Argentineans loved their dogs, and often dressed them in clothing, complete with booties on their feet and ribbons in their fur. The street dogs were no less loved, and people often gave them scraps of food.
The street dogs formed packs and patrolled specific neighbourhoods. I was escorted many times by a dog to the end of a block, where he would refuse to go any further.
While the dogs were friendly, they had the habit of being in places where I was not as happy to see them. Despite being repeatedly shooed by waiters, outdoor restaurants were plagued by them. So were the beaches. The dogs loved chasing the tide as it flowed in and out, or barking at the fishermen as they brought in their day’s catch. The dogs also liked inviting themselves to spend time with the people on the beach.

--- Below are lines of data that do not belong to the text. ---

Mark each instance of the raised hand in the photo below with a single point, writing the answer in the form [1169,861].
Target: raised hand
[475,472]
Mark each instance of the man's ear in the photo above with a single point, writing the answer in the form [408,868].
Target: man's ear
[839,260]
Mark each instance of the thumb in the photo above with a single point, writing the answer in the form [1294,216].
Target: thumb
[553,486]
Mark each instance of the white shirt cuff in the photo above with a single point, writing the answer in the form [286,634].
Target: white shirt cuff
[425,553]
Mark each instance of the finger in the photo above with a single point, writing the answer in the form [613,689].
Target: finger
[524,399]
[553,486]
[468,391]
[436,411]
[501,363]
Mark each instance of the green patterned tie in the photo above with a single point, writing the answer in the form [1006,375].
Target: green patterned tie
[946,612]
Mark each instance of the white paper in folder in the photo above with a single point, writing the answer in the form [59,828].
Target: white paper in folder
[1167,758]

I was on the beach one beautiful, warm day with some friends. I was just about to doze off, when suddenly something threw sand all over me and my towel. I looked up and saw a dog running around our group and wagging his tail. He sat in front of my friend Nikki, who put both hands on the dog and tried to push him away. Instead of leaving, he moved to sit on her towel.

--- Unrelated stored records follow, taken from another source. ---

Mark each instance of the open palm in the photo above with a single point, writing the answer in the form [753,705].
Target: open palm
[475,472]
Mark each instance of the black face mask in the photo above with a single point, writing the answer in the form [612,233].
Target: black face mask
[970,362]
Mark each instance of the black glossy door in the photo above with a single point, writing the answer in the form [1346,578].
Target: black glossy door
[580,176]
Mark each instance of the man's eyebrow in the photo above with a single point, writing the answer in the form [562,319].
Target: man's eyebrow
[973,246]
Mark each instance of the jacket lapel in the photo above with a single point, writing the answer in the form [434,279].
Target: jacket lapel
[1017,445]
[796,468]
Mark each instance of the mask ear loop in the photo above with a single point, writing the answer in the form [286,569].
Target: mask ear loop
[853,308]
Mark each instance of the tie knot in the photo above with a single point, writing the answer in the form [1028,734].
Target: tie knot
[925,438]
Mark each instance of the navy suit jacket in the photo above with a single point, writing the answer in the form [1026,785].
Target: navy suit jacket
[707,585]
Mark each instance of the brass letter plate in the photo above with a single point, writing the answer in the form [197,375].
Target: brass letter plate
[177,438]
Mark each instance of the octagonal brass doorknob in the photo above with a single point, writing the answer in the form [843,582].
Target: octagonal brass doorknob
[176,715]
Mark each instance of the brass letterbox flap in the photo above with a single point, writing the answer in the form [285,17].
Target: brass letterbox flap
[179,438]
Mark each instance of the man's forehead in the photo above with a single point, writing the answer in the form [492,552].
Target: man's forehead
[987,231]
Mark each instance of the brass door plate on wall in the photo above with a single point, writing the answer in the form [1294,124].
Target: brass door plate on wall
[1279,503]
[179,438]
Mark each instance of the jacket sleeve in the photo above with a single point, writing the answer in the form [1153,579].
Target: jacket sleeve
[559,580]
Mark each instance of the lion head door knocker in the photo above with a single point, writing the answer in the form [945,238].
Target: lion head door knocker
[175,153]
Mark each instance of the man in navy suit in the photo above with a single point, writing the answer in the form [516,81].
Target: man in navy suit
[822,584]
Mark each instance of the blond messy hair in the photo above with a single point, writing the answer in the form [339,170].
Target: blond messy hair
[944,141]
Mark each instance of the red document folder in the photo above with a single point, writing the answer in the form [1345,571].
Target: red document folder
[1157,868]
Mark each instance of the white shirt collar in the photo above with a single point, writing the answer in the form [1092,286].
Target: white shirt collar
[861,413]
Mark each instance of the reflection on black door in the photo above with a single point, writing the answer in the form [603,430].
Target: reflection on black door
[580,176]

“No,” said Nikki, trying to push him off. “I want to lie down.”
In response, the dog lowered himself to lie where he was, wagging his tail and panting happily.
The dog ended up staying with us for about an hour. Nikki gave up and grudgingly surrendered half her towel to him.

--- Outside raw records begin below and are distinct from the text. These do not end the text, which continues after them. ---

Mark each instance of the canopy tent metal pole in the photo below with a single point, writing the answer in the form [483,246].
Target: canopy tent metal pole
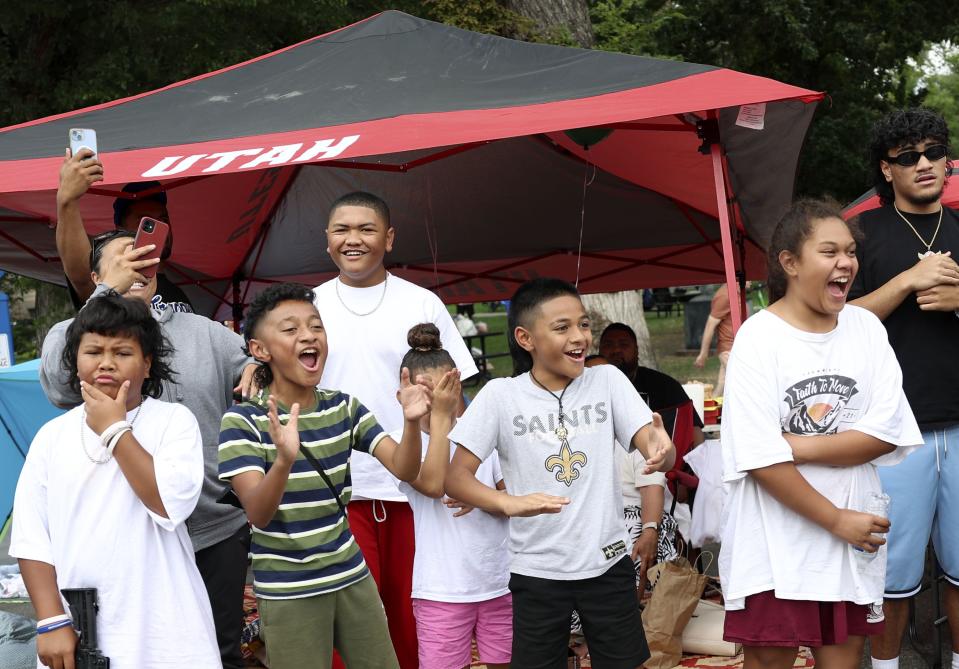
[725,226]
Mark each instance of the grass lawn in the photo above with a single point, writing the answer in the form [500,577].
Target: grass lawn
[666,333]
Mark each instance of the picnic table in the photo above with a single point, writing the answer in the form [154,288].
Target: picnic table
[483,358]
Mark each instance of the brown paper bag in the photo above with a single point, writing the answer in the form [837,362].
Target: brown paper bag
[677,587]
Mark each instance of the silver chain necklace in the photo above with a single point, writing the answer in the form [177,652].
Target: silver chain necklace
[336,287]
[83,441]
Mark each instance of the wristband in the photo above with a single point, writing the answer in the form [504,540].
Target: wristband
[54,626]
[115,439]
[112,430]
[52,619]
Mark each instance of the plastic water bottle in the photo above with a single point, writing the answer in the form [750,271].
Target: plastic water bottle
[877,504]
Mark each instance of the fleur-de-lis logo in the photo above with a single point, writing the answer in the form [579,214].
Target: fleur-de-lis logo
[566,461]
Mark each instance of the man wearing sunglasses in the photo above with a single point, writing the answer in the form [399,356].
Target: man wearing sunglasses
[909,278]
[77,174]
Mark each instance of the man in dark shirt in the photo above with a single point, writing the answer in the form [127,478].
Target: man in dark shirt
[77,174]
[663,394]
[908,277]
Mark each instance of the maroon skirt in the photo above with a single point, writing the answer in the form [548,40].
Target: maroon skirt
[769,621]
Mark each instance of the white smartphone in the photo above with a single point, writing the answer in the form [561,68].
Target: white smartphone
[83,138]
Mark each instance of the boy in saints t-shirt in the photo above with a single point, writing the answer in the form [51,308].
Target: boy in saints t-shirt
[555,426]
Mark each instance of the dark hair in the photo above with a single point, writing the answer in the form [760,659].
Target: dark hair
[361,198]
[426,350]
[524,302]
[263,304]
[620,327]
[113,316]
[791,232]
[903,126]
[121,205]
[99,242]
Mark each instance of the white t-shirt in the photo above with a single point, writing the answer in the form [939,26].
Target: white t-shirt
[365,356]
[461,559]
[781,379]
[87,522]
[517,419]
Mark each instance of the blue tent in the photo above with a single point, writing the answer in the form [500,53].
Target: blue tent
[23,410]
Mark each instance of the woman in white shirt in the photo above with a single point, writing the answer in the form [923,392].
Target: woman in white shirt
[813,404]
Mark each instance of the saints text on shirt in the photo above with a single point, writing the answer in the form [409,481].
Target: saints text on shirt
[579,421]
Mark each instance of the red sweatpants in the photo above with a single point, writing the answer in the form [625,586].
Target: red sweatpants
[388,547]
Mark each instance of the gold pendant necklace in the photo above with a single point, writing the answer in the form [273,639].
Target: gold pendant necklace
[561,432]
[935,234]
[336,287]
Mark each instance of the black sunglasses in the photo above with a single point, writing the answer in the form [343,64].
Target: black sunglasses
[910,158]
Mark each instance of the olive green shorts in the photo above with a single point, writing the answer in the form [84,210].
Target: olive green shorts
[302,633]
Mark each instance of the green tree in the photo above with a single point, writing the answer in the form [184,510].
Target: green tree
[853,51]
[942,87]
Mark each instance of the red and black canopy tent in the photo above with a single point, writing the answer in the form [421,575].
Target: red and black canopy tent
[463,134]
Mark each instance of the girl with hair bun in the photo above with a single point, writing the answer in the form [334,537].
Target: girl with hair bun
[813,404]
[461,564]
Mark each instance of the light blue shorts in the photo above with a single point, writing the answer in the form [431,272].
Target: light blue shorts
[925,500]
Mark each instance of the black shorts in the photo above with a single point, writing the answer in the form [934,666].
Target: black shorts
[607,607]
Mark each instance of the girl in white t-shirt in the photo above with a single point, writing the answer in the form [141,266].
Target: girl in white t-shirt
[461,565]
[813,403]
[103,499]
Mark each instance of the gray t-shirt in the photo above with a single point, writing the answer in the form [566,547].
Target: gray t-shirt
[517,418]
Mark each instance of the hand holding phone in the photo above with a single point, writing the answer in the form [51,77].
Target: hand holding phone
[151,231]
[83,138]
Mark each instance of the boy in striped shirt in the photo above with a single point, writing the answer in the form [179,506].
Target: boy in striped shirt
[310,579]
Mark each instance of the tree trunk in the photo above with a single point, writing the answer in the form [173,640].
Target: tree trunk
[551,15]
[623,307]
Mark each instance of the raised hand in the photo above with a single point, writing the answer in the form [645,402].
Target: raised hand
[934,270]
[533,505]
[77,174]
[943,297]
[103,410]
[286,438]
[121,270]
[447,393]
[462,507]
[658,446]
[858,529]
[415,398]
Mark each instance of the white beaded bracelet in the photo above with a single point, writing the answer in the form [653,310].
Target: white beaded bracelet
[108,434]
[52,619]
[115,439]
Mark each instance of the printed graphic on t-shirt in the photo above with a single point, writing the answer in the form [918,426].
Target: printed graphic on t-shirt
[580,421]
[565,464]
[817,404]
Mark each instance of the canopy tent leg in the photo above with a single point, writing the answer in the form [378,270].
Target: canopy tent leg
[725,225]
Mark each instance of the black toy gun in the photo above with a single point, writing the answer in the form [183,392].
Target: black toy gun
[83,610]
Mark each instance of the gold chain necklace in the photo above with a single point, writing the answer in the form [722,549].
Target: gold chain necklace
[916,232]
[83,442]
[561,432]
[336,287]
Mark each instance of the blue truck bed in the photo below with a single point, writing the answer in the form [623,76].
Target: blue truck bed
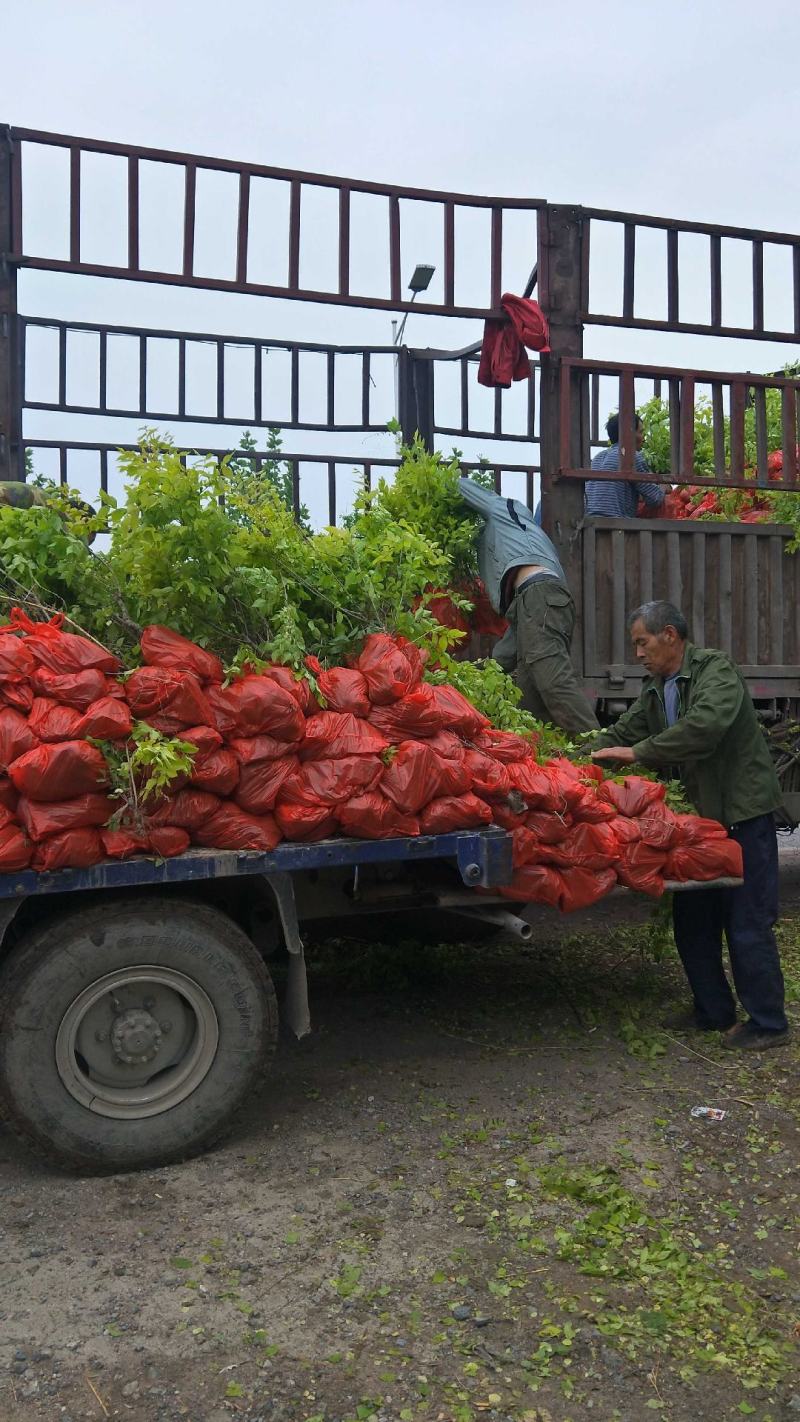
[483,859]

Wealthy families in Buenos Aires hired professional dog walkers for their pets. I was quite impressed the first time I saw one confidently walking down the street with five dogs on a leash. Later, I was very impressed when I saw another with upwards of 10.
I came across a few enclosed areas throughout the city where the dog walkers kept the animals before their walk. Dogs of similar types were kept together – all the medium-sized ones were in a group, and all the fluffy white ones were in another group. While they walked the dogs, the dog walkers did not pick up after them. I learned to be careful where I walked.
About a block from where I lived was a villa, the Argentinean word for a shantytown. It wasn’t dangerous, though I wouldn’t want to walk through it at night. During the day, the kids that lived there played soccer in the street. Usually, dogs would either watch them or chase after the ball as if they were a player themselves. If a car drove through the street, the kids would move to the sides so it could pass, but the dogs would chase it and bark. If I was in the car, I always worried they would get hit, but they never did.
Sylvan Lake has a number of bylaws in place for dog owners. Among them are bylaws prohibiting dogs from being at large, from chasing after vehicles, and from being on the grass near the lake. Owners must also pick up after their pets.
The street dogs in Argentina were in every city I visited. They were as common as steakhouses and cafes playing tango music. While at times they were helpful (I trusted their judgment of when it was safe to cross the street), more often than not, they were a nuisance.
Here in Sylvan, there is a reason you can feel relatively secure walking on the grass in bare feet, or why a dog chasing your car is not normally a concern. The reason is because pet owners here usually keep them under control. While cleaning up after a dog is not anyone’s idea of fun, it’s part of owning a dog, and ensures public areas can be enjoyed by everyone the way they were meant to be.